Question: Is it true, that if $e$ is an edge of $P$, then there is a reflection $T\in\Gamma$ that fixes $e$ set-wise but flips its orientation?

I am pretty sure that this is true, but I cannot find a concise proof from first principles. I would be most happy with a short self-contained argument (possibly using some well-known properties of reflection groups).


Partial proof

Suppose that the generator $x\in\Bbb R^d$ was chosen from the interior of a Weyl chamber of $\Gamma$ (the resulting polytope is sometimes called a $\Gamma$-permutahedron or omnitruncated uniform polytope). Since $\Gamma$ acts regularly on the Weyl chambers, every Weyl chamber contains a single vertex. In particular, if $e$ is an edge of $P$, its end vertices are in different chambers and the edge must cross a bounding reflection hyperplane of the chamber. Since reflection on this hyperplane is a symmetry of $P$, the edge must be perpendicular to the hyperplane and the reflcetion on it must flip its orientation.
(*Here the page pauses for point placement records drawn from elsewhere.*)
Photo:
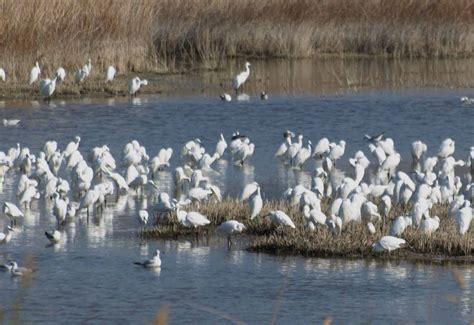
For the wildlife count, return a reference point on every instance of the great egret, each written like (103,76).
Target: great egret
(255,203)
(12,211)
(47,87)
(229,228)
(61,74)
(135,84)
(34,73)
(191,219)
(7,235)
(240,79)
(19,271)
(110,74)
(154,262)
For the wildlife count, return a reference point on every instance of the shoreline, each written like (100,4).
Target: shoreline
(290,77)
(354,242)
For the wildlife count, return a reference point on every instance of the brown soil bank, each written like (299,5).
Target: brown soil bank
(170,35)
(354,241)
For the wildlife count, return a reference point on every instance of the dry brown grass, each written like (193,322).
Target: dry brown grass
(354,241)
(166,35)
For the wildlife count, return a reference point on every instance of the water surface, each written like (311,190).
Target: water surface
(90,276)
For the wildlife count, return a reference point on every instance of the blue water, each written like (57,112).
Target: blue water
(90,276)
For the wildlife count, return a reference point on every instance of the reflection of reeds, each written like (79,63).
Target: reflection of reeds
(167,35)
(26,282)
(354,241)
(459,279)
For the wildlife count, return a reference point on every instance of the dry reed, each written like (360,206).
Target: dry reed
(169,35)
(354,241)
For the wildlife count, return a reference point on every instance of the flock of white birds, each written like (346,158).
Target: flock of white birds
(78,185)
(47,86)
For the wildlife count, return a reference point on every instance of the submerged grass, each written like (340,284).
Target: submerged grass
(354,241)
(165,35)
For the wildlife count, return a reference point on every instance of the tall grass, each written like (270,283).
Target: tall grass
(164,35)
(354,241)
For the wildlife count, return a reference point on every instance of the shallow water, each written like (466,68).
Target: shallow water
(90,276)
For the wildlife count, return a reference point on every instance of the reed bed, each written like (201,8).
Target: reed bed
(354,241)
(176,35)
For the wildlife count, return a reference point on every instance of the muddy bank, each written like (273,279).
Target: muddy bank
(354,241)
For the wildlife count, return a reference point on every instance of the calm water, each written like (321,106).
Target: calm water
(90,276)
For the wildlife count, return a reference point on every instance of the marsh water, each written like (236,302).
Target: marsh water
(89,277)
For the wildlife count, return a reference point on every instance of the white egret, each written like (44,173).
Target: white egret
(110,74)
(370,228)
(143,217)
(47,87)
(80,75)
(288,135)
(229,228)
(463,218)
(6,236)
(192,218)
(72,146)
(61,74)
(221,146)
(34,74)
(240,79)
(12,211)
(154,262)
(19,271)
(135,84)
(302,155)
(255,203)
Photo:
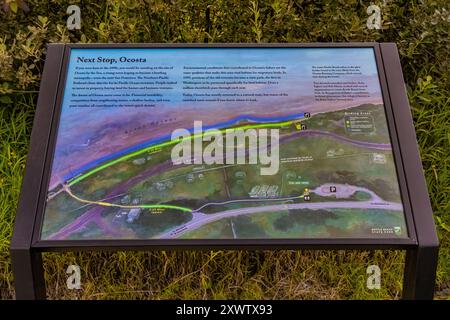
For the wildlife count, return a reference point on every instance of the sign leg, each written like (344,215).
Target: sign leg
(420,273)
(28,273)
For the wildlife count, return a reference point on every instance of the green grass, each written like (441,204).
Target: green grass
(420,29)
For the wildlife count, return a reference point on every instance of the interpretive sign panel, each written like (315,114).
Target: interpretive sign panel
(153,146)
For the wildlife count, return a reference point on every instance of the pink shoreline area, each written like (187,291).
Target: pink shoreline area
(106,145)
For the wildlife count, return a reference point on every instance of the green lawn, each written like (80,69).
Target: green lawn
(420,29)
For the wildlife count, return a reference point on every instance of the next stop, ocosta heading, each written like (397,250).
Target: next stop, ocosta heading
(109,60)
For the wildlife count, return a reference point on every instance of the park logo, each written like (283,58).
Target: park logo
(227,146)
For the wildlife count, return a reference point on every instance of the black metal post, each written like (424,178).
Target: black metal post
(420,273)
(28,273)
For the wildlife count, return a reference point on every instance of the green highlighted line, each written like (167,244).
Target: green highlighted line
(168,143)
(165,206)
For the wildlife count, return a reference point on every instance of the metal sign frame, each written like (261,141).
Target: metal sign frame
(421,246)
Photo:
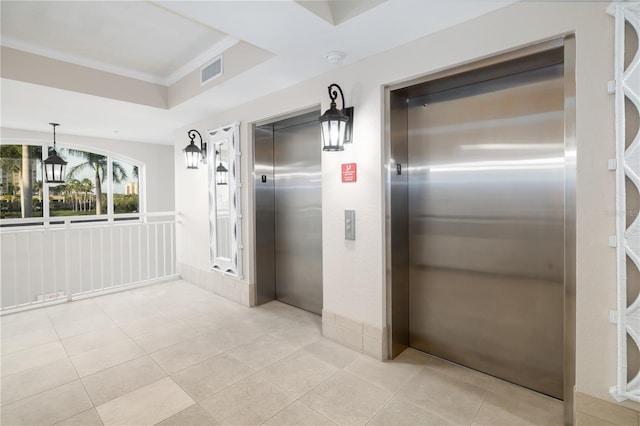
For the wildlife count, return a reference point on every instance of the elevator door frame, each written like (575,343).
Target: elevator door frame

My hope is that this can be extended to an argument for general placements of $x$. Each Wythoffian polytope can be obtained as a "limit" (in some sense) of such $\Gamma$-permutahedra, and maybe this sufficec to prove the statement. However, I was not able to make a clear case for why the edges of the resulting polytope are "limits" of edges of the $\Gamma$-permutahedra.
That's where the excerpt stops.